Dünya Ekonomik Forumu’nun 16-20 Ocak tarihleri arasında İsviçre’de düzenlenen Davos 2023 Zirvesi’nde, İngiltere merkezli yardım kuruluşu Oxfam’ın açıkladığı “En Zenginlerin Hayatta Kalması” raporu, yoksulluğun son ki yılda hızla derinleştiğini gösterdi.
Buna göre, COVID-19 salgını nedeniyle pandeminin ilan edildiği 2020'den 2021 yılının sonuna kadar dünyada 26 trilyon dolar değerinde yeni zenginlik yaratıldı.
Bu zenginliğin yüzde 63'ü dünyanın en zengin yüzde birine gitti.

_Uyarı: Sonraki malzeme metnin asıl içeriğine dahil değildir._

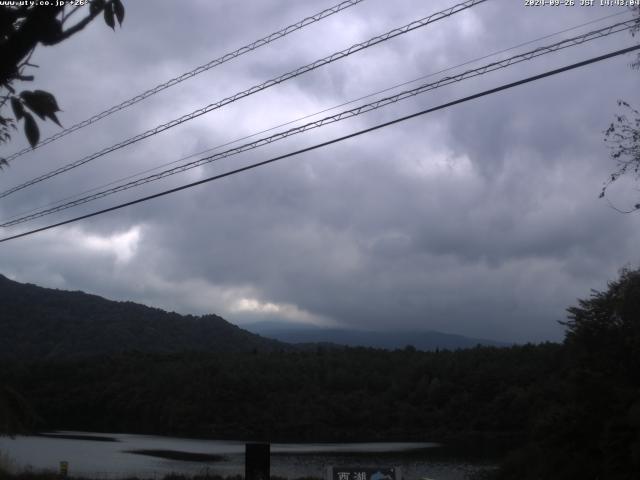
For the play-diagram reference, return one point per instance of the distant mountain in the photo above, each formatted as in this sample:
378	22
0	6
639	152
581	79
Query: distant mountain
391	340
38	323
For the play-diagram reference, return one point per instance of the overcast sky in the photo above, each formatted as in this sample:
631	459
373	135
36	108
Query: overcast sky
481	219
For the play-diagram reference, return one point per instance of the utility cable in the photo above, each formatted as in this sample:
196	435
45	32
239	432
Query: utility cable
257	88
579	40
196	71
299	119
330	142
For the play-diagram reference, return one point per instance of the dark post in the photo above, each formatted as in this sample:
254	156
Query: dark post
257	461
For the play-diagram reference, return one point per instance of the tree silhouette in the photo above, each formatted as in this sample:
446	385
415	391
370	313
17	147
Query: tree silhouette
623	136
22	29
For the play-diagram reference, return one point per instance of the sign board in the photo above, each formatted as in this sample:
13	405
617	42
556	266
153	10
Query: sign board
363	473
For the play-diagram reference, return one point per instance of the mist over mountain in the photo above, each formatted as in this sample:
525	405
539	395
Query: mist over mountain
390	340
44	323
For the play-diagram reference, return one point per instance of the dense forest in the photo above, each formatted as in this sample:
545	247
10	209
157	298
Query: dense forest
566	411
44	323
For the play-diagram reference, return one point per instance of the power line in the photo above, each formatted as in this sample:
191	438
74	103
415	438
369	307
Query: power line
330	142
578	40
256	88
255	134
192	73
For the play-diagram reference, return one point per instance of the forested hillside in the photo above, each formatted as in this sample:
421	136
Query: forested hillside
38	323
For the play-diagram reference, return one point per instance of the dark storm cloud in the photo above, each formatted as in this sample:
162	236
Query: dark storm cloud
481	219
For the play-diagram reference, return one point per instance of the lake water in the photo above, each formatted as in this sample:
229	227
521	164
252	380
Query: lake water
110	460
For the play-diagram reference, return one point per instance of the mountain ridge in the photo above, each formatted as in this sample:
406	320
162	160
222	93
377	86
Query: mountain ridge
390	340
79	324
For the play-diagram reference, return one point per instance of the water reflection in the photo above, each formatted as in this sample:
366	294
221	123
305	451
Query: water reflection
109	459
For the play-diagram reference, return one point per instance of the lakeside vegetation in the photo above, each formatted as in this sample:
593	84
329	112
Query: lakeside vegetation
564	411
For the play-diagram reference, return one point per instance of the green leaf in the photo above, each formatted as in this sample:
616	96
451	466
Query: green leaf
108	16
31	129
18	109
118	9
42	104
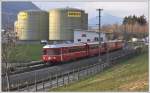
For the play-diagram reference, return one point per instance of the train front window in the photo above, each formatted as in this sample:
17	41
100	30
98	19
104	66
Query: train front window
53	52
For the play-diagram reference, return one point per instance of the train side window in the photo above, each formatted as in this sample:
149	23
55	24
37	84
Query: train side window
44	52
88	39
79	40
53	52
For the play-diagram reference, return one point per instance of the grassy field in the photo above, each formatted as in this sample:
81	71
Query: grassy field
128	75
33	51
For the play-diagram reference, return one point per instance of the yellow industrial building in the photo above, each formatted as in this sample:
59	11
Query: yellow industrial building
63	21
55	25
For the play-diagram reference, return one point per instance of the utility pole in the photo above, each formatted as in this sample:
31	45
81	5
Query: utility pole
99	25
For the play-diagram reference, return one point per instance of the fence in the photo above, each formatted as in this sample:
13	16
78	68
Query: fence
64	78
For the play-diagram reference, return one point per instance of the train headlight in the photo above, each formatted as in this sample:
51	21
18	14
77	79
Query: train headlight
54	57
49	58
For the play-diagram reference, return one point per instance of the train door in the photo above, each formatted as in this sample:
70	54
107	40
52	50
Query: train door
87	49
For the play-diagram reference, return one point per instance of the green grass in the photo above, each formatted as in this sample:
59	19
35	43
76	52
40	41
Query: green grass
128	75
33	51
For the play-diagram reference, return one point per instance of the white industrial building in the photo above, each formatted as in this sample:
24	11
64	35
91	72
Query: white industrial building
88	36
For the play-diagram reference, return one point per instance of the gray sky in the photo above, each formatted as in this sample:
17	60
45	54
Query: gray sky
119	9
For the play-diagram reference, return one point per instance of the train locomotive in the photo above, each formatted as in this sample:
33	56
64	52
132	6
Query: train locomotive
67	52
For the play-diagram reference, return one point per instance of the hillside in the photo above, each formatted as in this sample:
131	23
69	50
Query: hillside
10	9
128	75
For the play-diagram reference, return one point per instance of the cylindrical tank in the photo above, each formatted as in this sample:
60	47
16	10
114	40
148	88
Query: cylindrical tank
32	25
63	21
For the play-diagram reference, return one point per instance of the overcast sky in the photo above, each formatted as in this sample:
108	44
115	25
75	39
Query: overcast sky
119	9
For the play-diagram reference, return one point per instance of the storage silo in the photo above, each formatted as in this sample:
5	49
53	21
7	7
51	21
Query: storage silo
63	21
32	25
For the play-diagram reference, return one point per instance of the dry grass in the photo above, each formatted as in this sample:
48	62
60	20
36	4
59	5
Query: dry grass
129	75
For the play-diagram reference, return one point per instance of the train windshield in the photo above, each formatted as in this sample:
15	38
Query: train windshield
53	52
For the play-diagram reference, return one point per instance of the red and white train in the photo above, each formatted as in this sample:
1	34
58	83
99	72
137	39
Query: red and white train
66	52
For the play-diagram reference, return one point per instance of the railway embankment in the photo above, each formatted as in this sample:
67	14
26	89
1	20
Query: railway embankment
128	75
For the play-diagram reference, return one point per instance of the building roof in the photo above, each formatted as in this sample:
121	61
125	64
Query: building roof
67	8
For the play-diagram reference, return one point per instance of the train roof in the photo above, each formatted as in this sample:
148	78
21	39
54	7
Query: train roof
63	45
75	44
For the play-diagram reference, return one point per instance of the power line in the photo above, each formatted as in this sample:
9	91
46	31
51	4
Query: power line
99	25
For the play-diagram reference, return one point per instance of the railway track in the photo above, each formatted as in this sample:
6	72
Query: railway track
27	67
45	72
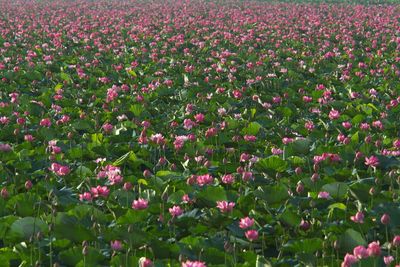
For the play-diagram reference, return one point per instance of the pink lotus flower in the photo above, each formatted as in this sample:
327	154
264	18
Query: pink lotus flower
228	179
107	128
45	122
85	196
358	218
193	264
246	222
374	249
199	117
225	206
349	260
205	179
102	191
388	260
334	114
116	245
251	235
385	219
396	241
372	161
175	211
323	195
145	262
360	252
140	204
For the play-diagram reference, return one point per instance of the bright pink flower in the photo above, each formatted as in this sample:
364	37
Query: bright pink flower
249	138
349	260
116	245
360	252
205	179
246	176
193	264
188	124
388	260
199	117
225	206
158	139
85	196
228	179
251	235
323	195
45	122
358	218
372	161
346	124
175	211
334	114
107	128
140	204
145	262
309	125
385	219
246	222
374	249
211	132
396	241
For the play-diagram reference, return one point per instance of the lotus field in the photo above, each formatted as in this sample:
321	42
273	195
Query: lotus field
199	133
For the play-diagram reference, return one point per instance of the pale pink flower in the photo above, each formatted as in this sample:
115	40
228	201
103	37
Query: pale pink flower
251	235
175	211
246	222
225	206
140	204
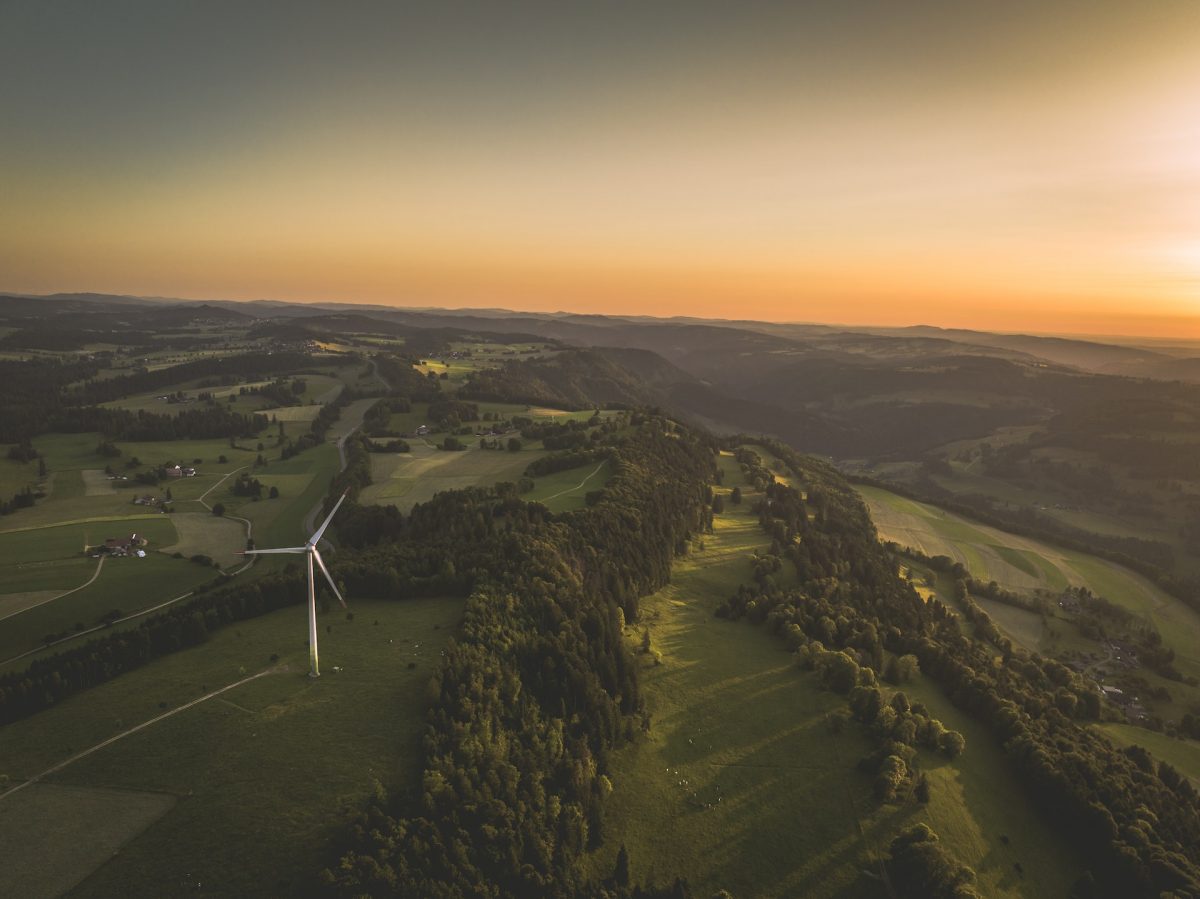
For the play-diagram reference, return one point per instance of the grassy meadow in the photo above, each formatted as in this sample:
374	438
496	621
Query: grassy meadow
1025	564
261	778
739	784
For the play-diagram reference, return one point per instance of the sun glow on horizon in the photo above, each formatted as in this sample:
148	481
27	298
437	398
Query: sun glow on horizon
779	165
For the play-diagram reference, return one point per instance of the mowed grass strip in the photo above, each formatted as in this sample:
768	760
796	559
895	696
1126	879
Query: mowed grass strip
125	585
267	773
567	490
203	533
53	835
739	785
406	479
937	532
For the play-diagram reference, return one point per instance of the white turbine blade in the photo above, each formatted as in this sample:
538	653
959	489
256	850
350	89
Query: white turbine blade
316	538
328	576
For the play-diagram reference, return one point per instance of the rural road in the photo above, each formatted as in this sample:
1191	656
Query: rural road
100	745
345	426
99	627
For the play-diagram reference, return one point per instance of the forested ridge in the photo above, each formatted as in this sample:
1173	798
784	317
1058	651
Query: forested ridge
539	684
1137	820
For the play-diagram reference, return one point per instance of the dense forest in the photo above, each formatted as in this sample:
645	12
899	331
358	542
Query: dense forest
1137	820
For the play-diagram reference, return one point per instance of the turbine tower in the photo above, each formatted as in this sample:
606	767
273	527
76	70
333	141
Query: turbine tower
312	553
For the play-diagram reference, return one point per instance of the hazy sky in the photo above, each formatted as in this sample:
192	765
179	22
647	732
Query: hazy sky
1029	166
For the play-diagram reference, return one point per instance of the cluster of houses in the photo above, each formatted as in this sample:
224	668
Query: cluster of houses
129	545
1134	711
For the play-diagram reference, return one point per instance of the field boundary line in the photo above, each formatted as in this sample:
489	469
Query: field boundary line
73	589
97	520
201	498
569	490
93	630
123	735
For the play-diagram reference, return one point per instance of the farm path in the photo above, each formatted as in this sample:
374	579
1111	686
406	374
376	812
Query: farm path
123	735
102	627
349	421
60	595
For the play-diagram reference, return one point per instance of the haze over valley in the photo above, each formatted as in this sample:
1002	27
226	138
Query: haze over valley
622	451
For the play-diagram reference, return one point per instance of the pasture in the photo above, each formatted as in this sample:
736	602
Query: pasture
994	555
55	835
203	533
294	757
565	491
318	389
1183	755
406	479
738	754
125	585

Oxfam Konfederasyonu üyesi Kadın Emeğini Değerlendirme Vakfı (KEDV) ile yapılan çalışmayla rapora giren Türkiye’de de; en zengin 13 milyarderin serveti 38.9 milyar dolara (yaklaşık 780 milyar lira) ulaşmış.
Davos haberleri arasında verilen bu bilgi Türkiye’de çok da tartışılmadı!
Kızılay Başkanı Kerem Kınık’ın TBMM Deprem Araştırma Konseyi’nde verdiği bilgiye göre, Kahramanmaraş ve Hatay merkezli depremlerine 101 ülkeden ayni ve nakdi toplam 68 milyon dolar değerinde yardım geldiğini düşünürsek, ortaya konan rakamın büyüklüğünü daha kolay algılayabiliriz.
Kimdi bu 13 kişi?
Bu 780 milyar liralık servet hangi “işlerden” elde edilmiş?
Araştırmanın partneri KEDV’e sordum, Oxfam’ın verisi olduğunu açıklamakla yetindi.
2008 küresel finans krizinden sonra liberal ekonominin vidaları gevşerken, gelişmiş ülkeler yurttaşlarının temel ihtiyaçlarını karşılamak için “kamucu politikalara” yöneliyorlar.
Devletlerin ekonomide ağırlığı artıyor.
Türkiye’de ne oluyor?
Kamunun, devletin elinde ne var ne yoksa satılıyor.
Kamu kaynakları bir avuç (Millet İttifakı’nın Cumhurbaşkanı adayı Kemal Kılıçdaroğlu’nun deyimi ile 5’li çeteye-lere aktarılan kaynaklar 418 milyar dolar kamu zararına yol açtı) yandaşa akıtılıyor.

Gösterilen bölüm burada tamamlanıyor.